This is an open-label, single center, 2 period, one sequence study to investigate the potential drug drug interaction between itraconazole or rifampin or esomeprazole and XZP-3621 tablet.

Condition or Disease Intervention/Treatment Phase
  • Drug: XZP-3621 tablet and itraconazole oral liquid (for Arm1)
  • Drug: XZP-3621 tablet and Rifampicin capsules (For Arm 2)
  • Drug: XZP-3621 tablet and esomeprazole tablet (For Arm3)
 Phase 1

Study Design

Study Type:
Interventional
Anticipated Enrollment :
72 participants
Allocation:
Non-Randomized
Intervention Model:
Sequential Assignment
Masking:
None (Open Label)
Primary Purpose:
Treatment
Official Title:
A Drug-drug Interaction Study Evaluating the Pharmacokinetic Effects of Itraconazole or Rifampin or Esomeprazole on XZP-3621 Tablets in Healthy Subjects
Anticipated Study Start Date :
Nov 15, 2022
Anticipated Primary Completion Date :
Apr 5, 2023
Anticipated Study Completion Date :
Aug 2, 2023

Arms and Interventions

Arm Intervention/Treatment
Experimental: XZP-3621 tablet and itraconazole oral liquid

Drug: XZP-3621 tablet and itraconazole oral liquid (for Arm1)
There are 2 periods, for the 1st period, the subjects will only take XZP-3621 tablets QD on Day1. For period 2,the subjects will take itraconazole from Day11 to Day13,they will take itraconazole in combinaiton with XZP-3621 on Day14,then take itraconazole only, from Day15 to Day27.
Experimental: XZP-3621 tablet and Rifampicin capsules

Drug: XZP-3621 tablet and Rifampicin capsules (For Arm 2)
There are 2 periods, for the 1st period, the subjects will only take XZP-3621 tablets qd on Day1 . For period 2,the subjects will take Rifampicin from Day11 to Day17,they will take Rifampicin in combinaiton with XZP-3621 on day18,then take Rifampicin only, from Day19 to Day26.
Experimental: XZP-3621 tablet and esomeprazole tablet

Drug: XZP-3621 tablet and esomeprazole tablet (For Arm3)
There are 2 periods, for the 1st period, the subjects will only take XZP-3621 tablets QD on Day1 . For period 2,the subjects will take esomeprazole from Day11 to Day 15,they will take esomeprazole in combinaiton with XZP-3621 on Day16.

Outcome Measures

Primary Outcome Measures

  1. Area under the concentration versus time curve of XZP-3621 and its metabolite in plasma (AUC) (Part 1a and Part1b) [Up to nearly 1 month.]

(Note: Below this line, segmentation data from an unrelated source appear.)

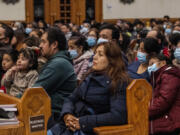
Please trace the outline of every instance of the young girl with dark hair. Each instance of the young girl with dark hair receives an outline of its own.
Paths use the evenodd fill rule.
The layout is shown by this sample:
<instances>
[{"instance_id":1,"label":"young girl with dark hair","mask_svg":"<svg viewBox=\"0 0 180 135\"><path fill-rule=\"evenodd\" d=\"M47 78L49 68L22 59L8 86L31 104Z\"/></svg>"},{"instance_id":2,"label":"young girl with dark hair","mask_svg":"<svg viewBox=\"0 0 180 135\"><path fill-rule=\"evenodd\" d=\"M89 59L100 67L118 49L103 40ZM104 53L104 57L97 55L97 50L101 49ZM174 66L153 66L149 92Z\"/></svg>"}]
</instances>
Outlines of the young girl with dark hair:
<instances>
[{"instance_id":1,"label":"young girl with dark hair","mask_svg":"<svg viewBox=\"0 0 180 135\"><path fill-rule=\"evenodd\" d=\"M21 97L24 91L33 86L38 78L36 71L38 66L37 55L34 50L21 49L16 65L9 69L1 83L10 89L9 94Z\"/></svg>"}]
</instances>

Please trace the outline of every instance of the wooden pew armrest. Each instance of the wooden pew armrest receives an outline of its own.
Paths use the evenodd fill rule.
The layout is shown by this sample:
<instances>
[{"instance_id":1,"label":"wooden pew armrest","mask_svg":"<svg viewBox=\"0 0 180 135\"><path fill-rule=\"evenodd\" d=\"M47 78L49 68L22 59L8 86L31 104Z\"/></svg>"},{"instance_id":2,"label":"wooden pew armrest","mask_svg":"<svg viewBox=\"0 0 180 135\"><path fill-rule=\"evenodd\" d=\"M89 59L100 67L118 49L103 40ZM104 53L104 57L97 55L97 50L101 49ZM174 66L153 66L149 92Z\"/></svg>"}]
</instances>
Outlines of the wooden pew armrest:
<instances>
[{"instance_id":1,"label":"wooden pew armrest","mask_svg":"<svg viewBox=\"0 0 180 135\"><path fill-rule=\"evenodd\" d=\"M122 126L104 126L104 127L96 127L94 128L94 132L97 135L124 135L125 132L132 132L133 125L122 125Z\"/></svg>"}]
</instances>

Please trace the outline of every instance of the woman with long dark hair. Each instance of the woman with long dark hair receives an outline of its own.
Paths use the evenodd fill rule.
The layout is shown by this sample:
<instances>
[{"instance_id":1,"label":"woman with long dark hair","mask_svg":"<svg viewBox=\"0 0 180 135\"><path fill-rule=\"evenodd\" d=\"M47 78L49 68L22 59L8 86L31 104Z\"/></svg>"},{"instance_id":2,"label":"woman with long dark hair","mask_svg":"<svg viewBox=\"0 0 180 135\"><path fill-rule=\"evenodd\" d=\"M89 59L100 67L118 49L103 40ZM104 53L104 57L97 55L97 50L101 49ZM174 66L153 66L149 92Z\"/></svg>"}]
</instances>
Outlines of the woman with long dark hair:
<instances>
[{"instance_id":1,"label":"woman with long dark hair","mask_svg":"<svg viewBox=\"0 0 180 135\"><path fill-rule=\"evenodd\" d=\"M48 135L93 135L94 127L126 124L128 83L119 46L114 42L99 44L91 72L65 100L61 121Z\"/></svg>"}]
</instances>

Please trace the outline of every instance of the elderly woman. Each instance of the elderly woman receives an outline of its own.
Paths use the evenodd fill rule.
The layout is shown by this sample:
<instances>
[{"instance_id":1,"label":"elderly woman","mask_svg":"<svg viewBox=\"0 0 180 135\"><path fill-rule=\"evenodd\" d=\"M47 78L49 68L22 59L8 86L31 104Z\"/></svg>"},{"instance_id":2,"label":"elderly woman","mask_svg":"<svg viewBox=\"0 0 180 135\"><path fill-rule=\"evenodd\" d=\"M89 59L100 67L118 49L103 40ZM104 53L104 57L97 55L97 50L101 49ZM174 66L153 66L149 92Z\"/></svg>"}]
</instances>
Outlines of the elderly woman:
<instances>
[{"instance_id":1,"label":"elderly woman","mask_svg":"<svg viewBox=\"0 0 180 135\"><path fill-rule=\"evenodd\" d=\"M126 124L128 82L118 45L99 44L92 71L64 102L61 121L48 135L93 135L94 127Z\"/></svg>"}]
</instances>

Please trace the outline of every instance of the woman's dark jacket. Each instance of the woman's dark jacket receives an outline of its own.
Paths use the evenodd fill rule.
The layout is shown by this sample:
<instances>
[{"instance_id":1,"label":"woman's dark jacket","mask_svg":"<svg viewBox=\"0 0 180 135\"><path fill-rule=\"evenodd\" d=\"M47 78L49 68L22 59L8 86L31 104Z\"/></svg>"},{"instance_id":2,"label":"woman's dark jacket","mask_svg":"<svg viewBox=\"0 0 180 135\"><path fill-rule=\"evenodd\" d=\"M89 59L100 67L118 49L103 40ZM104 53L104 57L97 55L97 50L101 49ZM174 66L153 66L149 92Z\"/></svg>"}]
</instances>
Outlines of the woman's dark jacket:
<instances>
[{"instance_id":1,"label":"woman's dark jacket","mask_svg":"<svg viewBox=\"0 0 180 135\"><path fill-rule=\"evenodd\" d=\"M126 85L119 87L116 94L110 92L110 85L107 76L90 74L65 100L61 116L70 113L78 117L81 130L86 134L92 134L94 127L125 124ZM87 108L91 108L94 114ZM57 126L51 130L55 135L60 135Z\"/></svg>"},{"instance_id":2,"label":"woman's dark jacket","mask_svg":"<svg viewBox=\"0 0 180 135\"><path fill-rule=\"evenodd\" d=\"M150 132L172 132L180 128L180 70L164 66L152 74Z\"/></svg>"},{"instance_id":3,"label":"woman's dark jacket","mask_svg":"<svg viewBox=\"0 0 180 135\"><path fill-rule=\"evenodd\" d=\"M146 79L147 81L149 81L150 77L149 77L149 73L147 70L142 74L137 73L137 70L138 70L140 64L141 63L139 61L135 61L128 66L128 74L129 74L130 78L132 78L132 79Z\"/></svg>"}]
</instances>

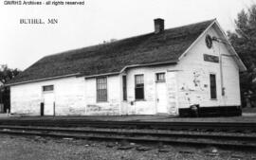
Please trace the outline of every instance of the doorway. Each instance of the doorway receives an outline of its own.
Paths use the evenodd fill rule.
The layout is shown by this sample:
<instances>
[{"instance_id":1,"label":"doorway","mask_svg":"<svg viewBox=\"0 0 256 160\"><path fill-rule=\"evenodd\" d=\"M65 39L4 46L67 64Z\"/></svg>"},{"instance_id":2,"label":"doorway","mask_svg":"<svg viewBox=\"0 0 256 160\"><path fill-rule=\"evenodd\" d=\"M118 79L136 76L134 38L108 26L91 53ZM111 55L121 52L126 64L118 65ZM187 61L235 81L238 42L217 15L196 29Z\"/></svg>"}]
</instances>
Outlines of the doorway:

    To determine the AUC of XZP-3621 and its metabolite.

  2. Maximum serum concentration (Cmax) of XZP-3621 and its metabolite. [Up to nearly 1 week.]

    To determine the maximum serum concentration (Cmax) of XZP-3621 and its metabolite.

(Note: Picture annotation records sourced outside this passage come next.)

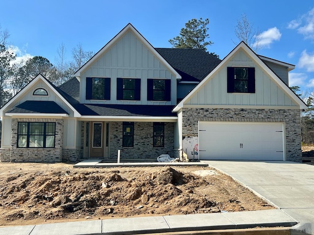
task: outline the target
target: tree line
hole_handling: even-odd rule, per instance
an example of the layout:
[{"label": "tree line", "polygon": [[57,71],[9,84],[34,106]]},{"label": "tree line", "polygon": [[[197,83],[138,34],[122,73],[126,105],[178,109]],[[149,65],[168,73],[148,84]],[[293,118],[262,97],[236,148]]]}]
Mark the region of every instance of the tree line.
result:
[{"label": "tree line", "polygon": [[[208,46],[213,43],[209,40],[208,33],[209,21],[208,19],[193,19],[185,23],[180,35],[170,39],[173,48],[201,49],[217,58],[213,52],[209,52]],[[90,59],[94,52],[85,51],[79,43],[72,49],[72,60],[66,60],[66,49],[61,44],[56,49],[54,65],[47,58],[36,56],[19,63],[15,62],[16,55],[10,52],[7,40],[10,36],[7,30],[1,30],[0,25],[0,107],[19,92],[35,76],[40,73],[56,86],[72,78],[74,73]],[[235,34],[237,44],[244,41],[255,52],[260,49],[261,33],[258,28],[242,14],[235,26]],[[299,94],[300,87],[290,88],[309,108],[301,115],[302,141],[304,143],[314,143],[314,91]],[[0,131],[1,130],[0,120]]]}]

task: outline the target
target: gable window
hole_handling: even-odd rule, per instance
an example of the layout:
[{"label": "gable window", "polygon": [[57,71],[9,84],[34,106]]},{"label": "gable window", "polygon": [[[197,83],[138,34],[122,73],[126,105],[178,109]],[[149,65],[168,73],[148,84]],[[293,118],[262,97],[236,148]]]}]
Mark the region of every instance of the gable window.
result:
[{"label": "gable window", "polygon": [[18,148],[54,148],[55,122],[18,122]]},{"label": "gable window", "polygon": [[165,125],[164,122],[154,123],[154,146],[164,146],[164,131]]},{"label": "gable window", "polygon": [[38,88],[34,91],[33,95],[48,95],[48,93],[43,88]]},{"label": "gable window", "polygon": [[255,68],[228,67],[228,93],[255,93]]},{"label": "gable window", "polygon": [[147,79],[147,100],[171,101],[171,86],[170,79]]},{"label": "gable window", "polygon": [[140,100],[141,79],[117,78],[117,99]]},{"label": "gable window", "polygon": [[134,143],[134,122],[123,122],[122,147],[133,147]]},{"label": "gable window", "polygon": [[86,99],[110,100],[110,79],[86,77]]}]

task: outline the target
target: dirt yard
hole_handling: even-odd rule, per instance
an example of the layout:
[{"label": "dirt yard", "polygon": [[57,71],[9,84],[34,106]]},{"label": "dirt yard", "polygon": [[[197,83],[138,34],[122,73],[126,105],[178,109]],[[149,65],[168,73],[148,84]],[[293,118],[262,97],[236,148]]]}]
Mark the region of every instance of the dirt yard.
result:
[{"label": "dirt yard", "polygon": [[209,167],[0,163],[0,226],[272,208]]}]

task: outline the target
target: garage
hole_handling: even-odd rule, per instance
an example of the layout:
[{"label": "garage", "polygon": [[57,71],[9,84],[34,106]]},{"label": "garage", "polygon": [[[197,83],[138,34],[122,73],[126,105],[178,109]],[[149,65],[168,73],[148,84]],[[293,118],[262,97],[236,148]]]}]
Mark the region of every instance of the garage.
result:
[{"label": "garage", "polygon": [[284,160],[284,123],[199,122],[200,160]]}]

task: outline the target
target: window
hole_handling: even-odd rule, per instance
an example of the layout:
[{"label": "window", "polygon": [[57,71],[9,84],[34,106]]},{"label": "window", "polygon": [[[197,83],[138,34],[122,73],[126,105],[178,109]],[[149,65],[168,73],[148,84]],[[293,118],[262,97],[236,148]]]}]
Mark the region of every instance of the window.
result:
[{"label": "window", "polygon": [[110,100],[110,78],[86,77],[86,99]]},{"label": "window", "polygon": [[154,146],[164,146],[165,125],[163,122],[154,123]]},{"label": "window", "polygon": [[117,78],[117,99],[140,100],[141,79]]},{"label": "window", "polygon": [[55,122],[18,122],[18,148],[54,148]]},{"label": "window", "polygon": [[228,93],[255,93],[255,68],[228,67],[227,77]]},{"label": "window", "polygon": [[147,100],[171,101],[171,86],[170,79],[147,79]]},{"label": "window", "polygon": [[33,95],[48,95],[47,91],[43,88],[36,89],[33,93]]},{"label": "window", "polygon": [[123,147],[133,147],[134,143],[134,122],[123,122]]}]

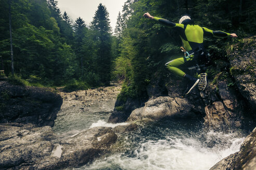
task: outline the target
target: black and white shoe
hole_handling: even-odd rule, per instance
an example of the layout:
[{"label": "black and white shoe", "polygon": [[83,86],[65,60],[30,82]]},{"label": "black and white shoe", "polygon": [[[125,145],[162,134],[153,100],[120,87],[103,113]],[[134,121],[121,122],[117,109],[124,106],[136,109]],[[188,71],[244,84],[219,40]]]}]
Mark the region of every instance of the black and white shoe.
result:
[{"label": "black and white shoe", "polygon": [[188,80],[187,89],[185,91],[185,94],[187,95],[197,86],[200,79],[196,79],[188,75],[185,75],[184,78]]},{"label": "black and white shoe", "polygon": [[207,74],[206,73],[200,74],[200,81],[198,83],[198,89],[200,91],[204,91],[207,86]]}]

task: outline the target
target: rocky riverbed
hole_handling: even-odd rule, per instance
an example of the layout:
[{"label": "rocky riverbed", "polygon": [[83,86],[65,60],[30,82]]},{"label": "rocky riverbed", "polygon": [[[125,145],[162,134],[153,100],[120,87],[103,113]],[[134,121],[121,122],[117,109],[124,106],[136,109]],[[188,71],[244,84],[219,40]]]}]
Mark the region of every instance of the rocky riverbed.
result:
[{"label": "rocky riverbed", "polygon": [[[6,82],[0,83],[2,88],[0,99],[4,101],[2,103],[5,104],[2,105],[5,107],[4,110],[11,109],[16,110],[17,114],[22,113],[18,117],[22,119],[13,119],[10,116],[10,111],[7,112],[9,114],[1,115],[1,121],[5,121],[0,124],[1,169],[55,169],[79,167],[108,152],[111,145],[117,139],[117,134],[136,129],[135,124],[120,125],[113,129],[95,127],[86,130],[85,128],[83,132],[63,139],[54,132],[52,127],[44,125],[46,122],[49,122],[49,118],[44,114],[54,114],[56,118],[58,110],[58,117],[61,117],[59,115],[63,110],[66,112],[82,111],[84,114],[93,111],[111,112],[121,89],[119,84],[57,94],[47,89],[13,86]],[[39,91],[40,93],[37,95],[30,95]],[[61,96],[63,100],[60,108],[60,105],[58,104],[62,103]],[[50,101],[52,99],[54,100],[52,102]],[[57,104],[48,106],[44,103],[46,101],[50,104]],[[31,104],[34,103],[37,105],[37,109],[34,109],[35,104]],[[20,106],[16,107],[12,103]],[[23,108],[22,105],[26,107]],[[30,111],[27,112],[24,110]],[[30,122],[31,117],[34,119]],[[41,119],[40,123],[36,123],[36,120],[41,117],[46,118]]]}]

Secondary Outcome Measures

  1. Time of Maximum observed serum concentration (Tmax) of XZP-3621 and its metabolite . [Up to nearly 1 week.]

    To determine the Tmax of XZP-3621 and its metabolite.

  2. Serum Half-life (T-HALF) of XZP-3621 and its metabolite . [Up to nearly 1 week.]

    To determine the t1/2 of XZP-3621 and its metabolite .

  3. Number of patients with adverse events and serious adverse events. [Up to nearly 2 months.]

    Number of patients who experienced an adverse event or serious adverse events.

  4. Severity of adverse events and serious adverse events. [Up to nearly 2 months.]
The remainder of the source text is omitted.